At the level of vast emptiness there is indeed nothing special, or the opposite: specialness. Instead there is nothing whatsoever, yet within emptiness, is completion. That state of mind is the base upon which everything we do is based. Without “beingness” it is impossible for “doingness” to exist, thus the catchphrase, “Be here now.” We have been so conditioned to think that just being without the expression of acting in some way toward our goal, is to be considered as a useless bum. There is special significance in being present—fully present in the moment, but the question is “who is being present?” The knee-jerk (and unexamined answer) is, “Me.” But this “me” can be expressed both in many definable terms (which are mere clothing upon a mannequin, changing moment by moment, depending on changing circumstances) or the indefinable true person that we are, neither special or not.

So then we come to the first point of the “Who,” to which Bodhidharma answered “I don’t know.” Why does that make sense, whether we know it or not?
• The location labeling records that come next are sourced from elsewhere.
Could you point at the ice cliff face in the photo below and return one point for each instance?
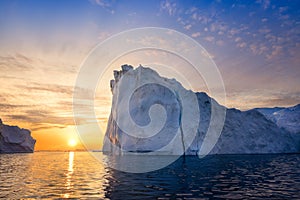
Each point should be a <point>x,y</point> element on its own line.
<point>245,132</point>
<point>15,140</point>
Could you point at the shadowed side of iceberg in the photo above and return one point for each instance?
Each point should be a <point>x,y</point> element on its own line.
<point>15,140</point>
<point>244,132</point>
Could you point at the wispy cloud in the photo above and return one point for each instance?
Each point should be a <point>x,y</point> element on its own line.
<point>106,4</point>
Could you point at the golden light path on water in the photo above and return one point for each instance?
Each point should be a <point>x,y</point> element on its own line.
<point>69,174</point>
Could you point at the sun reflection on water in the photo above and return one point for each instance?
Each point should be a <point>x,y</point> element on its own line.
<point>69,175</point>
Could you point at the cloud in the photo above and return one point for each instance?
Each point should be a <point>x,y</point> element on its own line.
<point>188,27</point>
<point>265,4</point>
<point>195,35</point>
<point>53,88</point>
<point>209,38</point>
<point>104,4</point>
<point>169,6</point>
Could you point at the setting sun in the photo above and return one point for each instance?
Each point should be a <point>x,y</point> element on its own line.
<point>72,142</point>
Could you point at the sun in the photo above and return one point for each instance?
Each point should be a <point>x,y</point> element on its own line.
<point>72,142</point>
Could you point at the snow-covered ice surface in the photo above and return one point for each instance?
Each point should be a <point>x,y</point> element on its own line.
<point>244,132</point>
<point>15,140</point>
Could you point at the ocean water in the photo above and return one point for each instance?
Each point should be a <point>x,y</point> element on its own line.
<point>59,175</point>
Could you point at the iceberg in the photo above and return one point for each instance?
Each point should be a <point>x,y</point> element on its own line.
<point>15,140</point>
<point>158,114</point>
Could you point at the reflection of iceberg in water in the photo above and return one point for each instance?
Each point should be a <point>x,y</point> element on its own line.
<point>69,175</point>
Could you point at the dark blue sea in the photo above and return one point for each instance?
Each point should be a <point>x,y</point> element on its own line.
<point>78,175</point>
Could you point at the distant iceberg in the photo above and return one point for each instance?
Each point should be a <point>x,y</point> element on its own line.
<point>15,140</point>
<point>244,132</point>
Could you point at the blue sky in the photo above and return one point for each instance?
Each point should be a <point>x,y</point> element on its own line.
<point>255,44</point>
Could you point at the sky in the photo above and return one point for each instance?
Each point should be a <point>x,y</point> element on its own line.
<point>255,45</point>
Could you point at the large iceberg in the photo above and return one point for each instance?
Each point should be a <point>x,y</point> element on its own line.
<point>15,140</point>
<point>244,132</point>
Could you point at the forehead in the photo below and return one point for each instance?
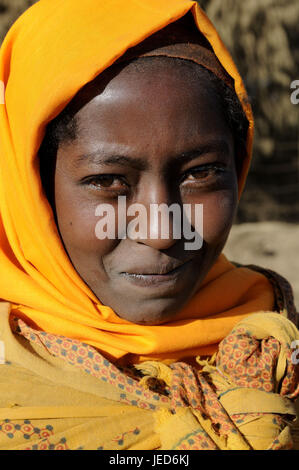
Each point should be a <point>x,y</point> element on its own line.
<point>161,98</point>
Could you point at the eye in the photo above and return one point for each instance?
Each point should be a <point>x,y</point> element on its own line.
<point>106,182</point>
<point>204,173</point>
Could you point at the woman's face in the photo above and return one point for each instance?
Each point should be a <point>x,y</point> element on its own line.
<point>154,136</point>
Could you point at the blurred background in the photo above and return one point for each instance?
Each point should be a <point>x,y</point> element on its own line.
<point>263,38</point>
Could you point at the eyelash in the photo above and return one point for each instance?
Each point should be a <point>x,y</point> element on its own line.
<point>217,168</point>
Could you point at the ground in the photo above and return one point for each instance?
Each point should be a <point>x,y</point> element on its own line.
<point>273,245</point>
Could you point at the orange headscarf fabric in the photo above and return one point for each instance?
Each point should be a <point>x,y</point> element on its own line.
<point>53,50</point>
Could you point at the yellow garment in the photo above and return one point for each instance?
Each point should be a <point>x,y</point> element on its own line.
<point>48,55</point>
<point>48,403</point>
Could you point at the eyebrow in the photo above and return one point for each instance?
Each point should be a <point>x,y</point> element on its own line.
<point>101,157</point>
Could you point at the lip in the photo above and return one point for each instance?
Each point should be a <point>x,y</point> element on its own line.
<point>150,279</point>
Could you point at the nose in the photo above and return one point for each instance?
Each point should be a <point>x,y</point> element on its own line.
<point>158,222</point>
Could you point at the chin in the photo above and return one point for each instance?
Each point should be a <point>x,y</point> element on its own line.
<point>151,316</point>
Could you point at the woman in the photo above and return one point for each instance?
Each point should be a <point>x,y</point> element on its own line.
<point>131,341</point>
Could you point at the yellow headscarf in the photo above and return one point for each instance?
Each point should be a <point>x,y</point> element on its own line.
<point>52,50</point>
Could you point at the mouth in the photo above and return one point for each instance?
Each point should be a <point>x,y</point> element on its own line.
<point>160,277</point>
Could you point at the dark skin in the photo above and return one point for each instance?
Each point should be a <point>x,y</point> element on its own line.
<point>167,141</point>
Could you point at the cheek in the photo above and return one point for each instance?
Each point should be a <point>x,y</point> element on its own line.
<point>218,214</point>
<point>77,223</point>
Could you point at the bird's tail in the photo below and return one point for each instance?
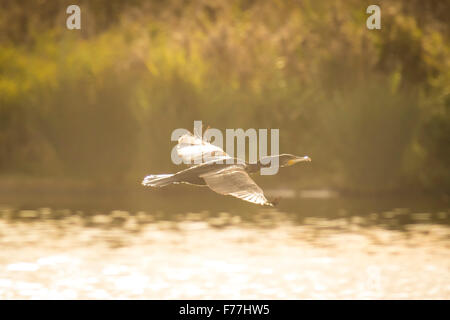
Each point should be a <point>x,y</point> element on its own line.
<point>158,180</point>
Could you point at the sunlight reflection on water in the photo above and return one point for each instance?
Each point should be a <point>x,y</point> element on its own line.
<point>66,254</point>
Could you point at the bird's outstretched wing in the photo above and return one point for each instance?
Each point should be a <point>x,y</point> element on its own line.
<point>235,181</point>
<point>194,150</point>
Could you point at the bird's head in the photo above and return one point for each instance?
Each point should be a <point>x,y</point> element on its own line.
<point>287,160</point>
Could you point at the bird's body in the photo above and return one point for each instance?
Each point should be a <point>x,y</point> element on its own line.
<point>217,170</point>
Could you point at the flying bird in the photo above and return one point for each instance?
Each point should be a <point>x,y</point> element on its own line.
<point>209,167</point>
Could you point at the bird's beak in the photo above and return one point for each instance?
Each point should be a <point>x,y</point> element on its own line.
<point>299,159</point>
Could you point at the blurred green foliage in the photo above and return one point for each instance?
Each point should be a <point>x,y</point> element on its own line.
<point>371,107</point>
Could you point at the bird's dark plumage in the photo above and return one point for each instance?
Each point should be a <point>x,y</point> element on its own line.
<point>209,166</point>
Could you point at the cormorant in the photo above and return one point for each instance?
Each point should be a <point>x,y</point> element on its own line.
<point>211,169</point>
It makes sense simply because emptiness—the realm of completion and the lack, is the same realm lacking definition. Nobody, not even a Buddha can define what is essentially indefinable except to note the obvious: doing and being are essential partners. If this is the case, then how are we to know, not only ourselves but also other people? The Buddha himself pointed to the answer with his statement in the Mahāyāna Mahāparinirvāṇa Sūtra when he said, “Seeing the actions of body and mouth, we say that we see the mind. The mind is not seen, but this is not false. This is seeing by outer signs.” In other words we not only know who we are, but we also know who others are, not just by what is said but by how actions speak louder than words alone. Our words and actions together define the person that stands before us all.